Globetrotter by Harold Emert

Sobre o que deve tratar uma obra dramática, seja ela uma peça ou um filme: um acontecimento altamente dramático ou a suposta monotonia da vida cotidiana?

Para o escritor americano John (“Rabbit,Run”) Updike e para o cineasta alemão Wim (“Perfect Days”) Wenders, entre outros, a ficção trata de confrontar a realidade monótona da vida cotidiana.

No caso de Updike, o tema são as limitações do subúrbio americano e, no premiado filme de Wender, um limpador de banheiros públicos em Tóquio, que, apesar de seu cotidiano insalubre, sabe como aproveitar a vida por meio da música e da literatura.

O mesmo foco no significado da vida cotidiana e monótona também se aplica a “Senhor Diretor”, da falecida brasileira Lygia Telles Fagundes (São Paulo, 1918 – São Paulo, 2022).

O monólogo encenado no Teatro Poeira (Botafogo), no Rio de Janeiro, com 171 lugares, conta com o talento de mais uma veterana atriz brasileira, Analu Prestes, 72 anos.

Digo “mais uma” depois de assistir a outras excelentes “jovens” atrizes brasileiras, Fernanda Montegro,95, no fantástico filme “Vitória” e Othon Bastos, 91, em um monólogo baseado em sua vida “Eu não desisto”.

O mundo teatral brasileiro parece prolongar a vida de muitos de seus astros!

Durante cinquenta minutos, a Sra. Prestes retrata uma professora solteirona de 62 anos, aposentada do trabalho diário, mas ainda lúcida e não aposentada da observação do mundo ao redor. Escrita em 1977 pela autora paulista, ganhadora do Prêmio Camões – o Prêmio Nobel da Língua Portuguesa -, a peça é uma espécie de um dia na vida de um episódio, como o irlandês James Joyce conseguiu em “Ulysses”.

A caminho de um encontro com velhos amigos para comemorar seu aniversário de 62 anos, Maria Emília fica indignada e escandalizada com as manchetes dos jornais e revistas nas prateleiras de uma banca de jornal local.

Ela decide escrever uma carta (imaginária) de indignação para o (agora extinto) tabloide local “Jornal da Tarde”, reclamando do atual “caos” e do excesso de exposição erótica na mídia de hoje, revelando a educação repressiva de sua geração.

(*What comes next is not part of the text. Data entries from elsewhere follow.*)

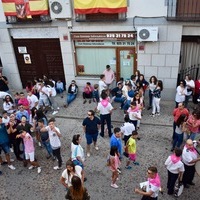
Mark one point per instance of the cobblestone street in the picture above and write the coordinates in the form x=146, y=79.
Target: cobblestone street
x=153, y=149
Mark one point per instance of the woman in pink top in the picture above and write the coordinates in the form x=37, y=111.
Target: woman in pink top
x=114, y=163
x=29, y=149
x=24, y=101
x=193, y=123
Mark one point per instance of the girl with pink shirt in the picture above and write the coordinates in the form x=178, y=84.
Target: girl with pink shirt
x=193, y=123
x=29, y=149
x=114, y=165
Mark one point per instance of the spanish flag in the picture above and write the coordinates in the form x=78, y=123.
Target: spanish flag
x=25, y=8
x=100, y=6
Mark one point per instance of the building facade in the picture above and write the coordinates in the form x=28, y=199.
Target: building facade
x=158, y=38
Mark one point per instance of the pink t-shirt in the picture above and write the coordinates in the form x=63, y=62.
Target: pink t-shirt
x=28, y=143
x=109, y=76
x=196, y=122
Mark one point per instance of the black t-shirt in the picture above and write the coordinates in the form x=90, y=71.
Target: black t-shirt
x=3, y=85
x=91, y=125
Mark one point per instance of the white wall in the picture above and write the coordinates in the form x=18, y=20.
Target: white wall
x=147, y=8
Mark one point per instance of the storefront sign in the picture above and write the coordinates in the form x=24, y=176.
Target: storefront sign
x=103, y=36
x=105, y=43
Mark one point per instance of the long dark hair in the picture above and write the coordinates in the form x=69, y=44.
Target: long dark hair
x=71, y=164
x=77, y=189
x=11, y=100
x=75, y=139
x=40, y=115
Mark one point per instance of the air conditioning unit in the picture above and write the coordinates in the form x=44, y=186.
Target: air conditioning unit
x=60, y=9
x=147, y=34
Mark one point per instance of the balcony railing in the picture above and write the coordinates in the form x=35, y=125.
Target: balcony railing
x=183, y=10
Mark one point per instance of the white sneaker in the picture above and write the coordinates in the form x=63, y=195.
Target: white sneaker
x=31, y=167
x=54, y=112
x=97, y=148
x=114, y=186
x=56, y=168
x=11, y=167
x=39, y=170
x=88, y=154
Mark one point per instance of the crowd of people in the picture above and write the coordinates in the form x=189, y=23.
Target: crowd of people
x=24, y=122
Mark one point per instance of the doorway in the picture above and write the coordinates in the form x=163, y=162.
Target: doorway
x=36, y=57
x=126, y=62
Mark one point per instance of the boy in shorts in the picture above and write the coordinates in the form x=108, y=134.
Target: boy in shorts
x=29, y=149
x=131, y=145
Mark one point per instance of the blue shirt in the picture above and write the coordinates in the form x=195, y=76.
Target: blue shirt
x=116, y=142
x=3, y=134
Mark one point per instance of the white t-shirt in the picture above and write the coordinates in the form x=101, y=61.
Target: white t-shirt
x=127, y=128
x=102, y=86
x=174, y=168
x=53, y=137
x=134, y=114
x=188, y=156
x=68, y=179
x=44, y=93
x=153, y=188
x=104, y=110
x=32, y=100
x=77, y=151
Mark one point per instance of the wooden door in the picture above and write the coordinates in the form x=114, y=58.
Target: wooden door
x=126, y=62
x=45, y=58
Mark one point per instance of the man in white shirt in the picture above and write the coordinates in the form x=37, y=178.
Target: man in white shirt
x=33, y=100
x=102, y=84
x=54, y=137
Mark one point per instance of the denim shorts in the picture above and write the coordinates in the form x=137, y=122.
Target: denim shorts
x=5, y=147
x=91, y=137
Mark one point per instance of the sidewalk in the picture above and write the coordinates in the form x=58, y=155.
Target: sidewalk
x=78, y=110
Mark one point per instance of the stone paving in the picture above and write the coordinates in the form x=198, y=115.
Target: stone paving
x=153, y=149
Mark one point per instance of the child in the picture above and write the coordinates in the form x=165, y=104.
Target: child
x=134, y=113
x=16, y=97
x=131, y=146
x=29, y=149
x=5, y=118
x=60, y=88
x=127, y=129
x=95, y=93
x=178, y=137
x=156, y=98
x=175, y=170
x=114, y=165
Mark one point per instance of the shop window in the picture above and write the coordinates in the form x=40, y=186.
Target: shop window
x=93, y=61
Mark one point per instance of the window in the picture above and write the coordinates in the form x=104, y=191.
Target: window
x=93, y=61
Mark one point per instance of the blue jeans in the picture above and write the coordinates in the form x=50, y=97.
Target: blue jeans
x=47, y=146
x=178, y=140
x=70, y=98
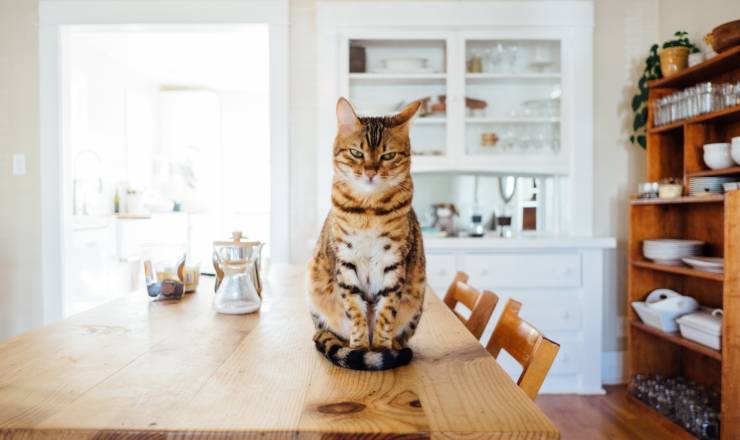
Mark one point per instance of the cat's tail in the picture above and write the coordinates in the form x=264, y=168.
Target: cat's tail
x=337, y=351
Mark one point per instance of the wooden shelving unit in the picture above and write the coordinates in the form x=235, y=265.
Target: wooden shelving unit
x=714, y=198
x=675, y=150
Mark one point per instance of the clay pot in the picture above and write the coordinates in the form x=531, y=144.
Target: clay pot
x=673, y=60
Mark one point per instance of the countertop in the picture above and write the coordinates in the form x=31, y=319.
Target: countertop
x=136, y=368
x=515, y=243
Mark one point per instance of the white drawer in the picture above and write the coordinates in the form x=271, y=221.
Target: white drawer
x=569, y=356
x=552, y=318
x=440, y=271
x=523, y=270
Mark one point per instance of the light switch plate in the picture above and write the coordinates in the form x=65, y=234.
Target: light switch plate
x=19, y=164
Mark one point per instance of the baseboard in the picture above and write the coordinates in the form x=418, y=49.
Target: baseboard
x=613, y=371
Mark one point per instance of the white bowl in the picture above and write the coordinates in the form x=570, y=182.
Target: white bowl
x=735, y=150
x=718, y=146
x=718, y=159
x=405, y=64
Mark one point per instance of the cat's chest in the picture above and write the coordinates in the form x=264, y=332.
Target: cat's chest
x=370, y=253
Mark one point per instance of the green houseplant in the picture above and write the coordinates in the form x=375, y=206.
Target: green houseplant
x=655, y=69
x=674, y=56
x=639, y=101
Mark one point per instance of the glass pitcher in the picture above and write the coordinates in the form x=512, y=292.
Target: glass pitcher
x=238, y=287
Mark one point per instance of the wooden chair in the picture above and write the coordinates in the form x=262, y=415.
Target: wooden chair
x=481, y=305
x=534, y=352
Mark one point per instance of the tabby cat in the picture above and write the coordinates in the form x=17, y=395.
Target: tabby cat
x=366, y=278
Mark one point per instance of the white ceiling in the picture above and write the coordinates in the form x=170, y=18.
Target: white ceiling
x=228, y=58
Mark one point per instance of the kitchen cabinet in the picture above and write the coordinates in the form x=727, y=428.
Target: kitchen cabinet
x=529, y=63
x=560, y=283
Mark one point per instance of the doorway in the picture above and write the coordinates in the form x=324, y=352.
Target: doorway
x=161, y=139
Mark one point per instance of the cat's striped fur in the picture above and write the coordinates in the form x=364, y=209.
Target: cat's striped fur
x=366, y=279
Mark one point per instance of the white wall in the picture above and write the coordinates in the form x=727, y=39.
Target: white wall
x=624, y=32
x=21, y=305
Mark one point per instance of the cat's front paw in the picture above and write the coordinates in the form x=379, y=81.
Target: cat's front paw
x=361, y=342
x=380, y=344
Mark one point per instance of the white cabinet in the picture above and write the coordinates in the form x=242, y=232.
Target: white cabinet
x=561, y=292
x=529, y=64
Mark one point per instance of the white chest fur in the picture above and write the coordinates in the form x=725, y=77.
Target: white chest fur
x=371, y=254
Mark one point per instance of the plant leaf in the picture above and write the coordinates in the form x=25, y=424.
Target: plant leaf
x=642, y=141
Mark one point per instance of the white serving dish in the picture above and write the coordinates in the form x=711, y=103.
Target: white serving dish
x=718, y=156
x=670, y=251
x=706, y=264
x=404, y=64
x=703, y=326
x=670, y=191
x=661, y=308
x=716, y=146
x=735, y=150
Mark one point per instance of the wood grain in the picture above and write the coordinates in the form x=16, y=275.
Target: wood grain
x=480, y=305
x=713, y=69
x=676, y=150
x=615, y=415
x=530, y=348
x=731, y=320
x=139, y=369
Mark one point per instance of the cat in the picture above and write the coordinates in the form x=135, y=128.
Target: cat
x=366, y=279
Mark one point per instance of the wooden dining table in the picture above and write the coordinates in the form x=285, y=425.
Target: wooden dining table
x=137, y=368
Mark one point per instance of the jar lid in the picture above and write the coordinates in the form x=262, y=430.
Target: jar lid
x=236, y=240
x=705, y=320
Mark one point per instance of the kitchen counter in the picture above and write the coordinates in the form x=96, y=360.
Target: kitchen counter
x=525, y=242
x=137, y=368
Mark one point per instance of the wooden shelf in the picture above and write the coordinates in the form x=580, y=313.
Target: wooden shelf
x=721, y=172
x=730, y=114
x=678, y=432
x=680, y=270
x=675, y=150
x=705, y=71
x=677, y=339
x=714, y=198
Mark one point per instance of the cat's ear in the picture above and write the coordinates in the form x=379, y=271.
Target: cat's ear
x=406, y=114
x=347, y=120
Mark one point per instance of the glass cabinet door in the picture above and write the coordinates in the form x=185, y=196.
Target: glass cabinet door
x=385, y=74
x=512, y=97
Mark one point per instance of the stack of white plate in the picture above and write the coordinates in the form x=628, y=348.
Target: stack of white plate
x=670, y=251
x=706, y=264
x=707, y=185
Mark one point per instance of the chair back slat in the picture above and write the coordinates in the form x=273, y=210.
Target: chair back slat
x=481, y=305
x=534, y=352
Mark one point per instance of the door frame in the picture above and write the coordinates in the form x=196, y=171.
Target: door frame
x=54, y=15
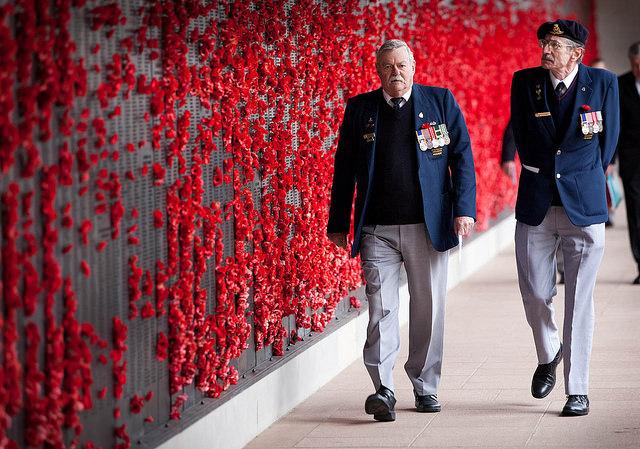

Ainda virgem (apesar do fato de já ter tido um “relacionamento íntimo” com um homem), Maria Emily – como outras de uma geração nascida e criada no Brasil antes ou durante as duas guerras mundiais, que já teve pais autoritários e acompanhantes nos encontros – é a sexualidade reprimida em uma nação e cultura supostamente liberadas sexualmente.

O que flui são pensamentos e lembranças que variam de deprimentes, tristes a divertidas de momentos, oportunidades, amigos e talvez uma vida perdida nessa adaptação de Silvia Monte.

(Imagine se Maria Emilia estivesse realmente viva nesses tempos conturbados?)

O monólogo é uma adaptação de um conto (1977) de Lygia Fagundes Telles, que morreu aos 104 anos de idade em 2022.

A autora popular era membro da Academia Paulista de Letras e mais conhecida por seu romance “Ciranda da Pedra” (“Stone Circle”, 1954).

Seus romances e contos foram traduzidos em todo o mundo e adaptados para o teatro e o cinema.

Analu Prestes, 72 anos, tem uma carreira de 52 anos no teatro, incluindo a conquista do prestigioso Prêmio Shell.

Os rigores de um monólogo exigem esse meio século de palco que essa excelente atriz – dirigida por Silvia Monte – tão habilmente demonstra.